La prognosi di una ipertensione polmonare persistente è molto varia in base a molte caratteristiche della patologie e del neonato
Fattori prognostici negativi per l’ipertensione polmonare persistente del neonato, sono:
- bambino nato molto prematuro e con basso peso;
- grave sofferenza fetale durante il parto (ad esempio per una sindrome da aspirazione di meconio, frequente nel nato post-termine o nel nato a termine con parto cesareo senza travaglio);
- sindrome da distress respiratorio;
- tachipnea transitoria del neonato (sindrome del polmone umido neonatale);
- infezione del feto (sepsi del neonato);
- displasia broncopolmonare;
- parto difficile e laborioso;
- ipoplasia polmonare;
- aplasia polmonare;
- grave insufficienza respiratoria;
- malformazioni vascolari e/o polmonari;
- basso indice di Apgar;
- sindrome asfittica intrauterina;
- malattie neurologiche;
- altre patologie: cardiovascolari, polmonarie e/o sistemiche.
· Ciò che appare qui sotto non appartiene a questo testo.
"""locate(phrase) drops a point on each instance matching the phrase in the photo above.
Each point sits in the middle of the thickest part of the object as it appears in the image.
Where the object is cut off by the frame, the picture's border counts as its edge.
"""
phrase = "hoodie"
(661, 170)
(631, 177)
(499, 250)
La presenza di grave distress respiratorio e di grave displasia broncopolmonare è una complicanza che peggiora molto la prognosi.
Un eventuale interessamento neurologico (frequente nel caso in cui si sia verificata una sindrome asfittica intrauterina) influenza significativamente la prognosi finale del paziente, andando in genere aumentare sia la mortalità, sia la possibilità che l’ipertensione polmonare persistente possa lasciare delle sequele neurologiche anche gravi, debilitanti e persistenti.
La mortalità dei neonati colpiti da ipertensione polmonare persistente del neonato è circa il 10-60%
L’ampia variabilità percentuale dipende essenzialmente dalla causa a monte dell’ipertensione polmonare persistente.
La morte in genere sopraggiunge per insufficienza respiratoria.
Sequele
Circa il 25% dei sopravvissuti ad una ipertensione polmonare persistente del neonato evidenzia:
- ritardi dello sviluppo;
- ritardo mentale di varia entità;
- deficit neurologici motori e/o sensitivi;
- una combinazione delle precedenti.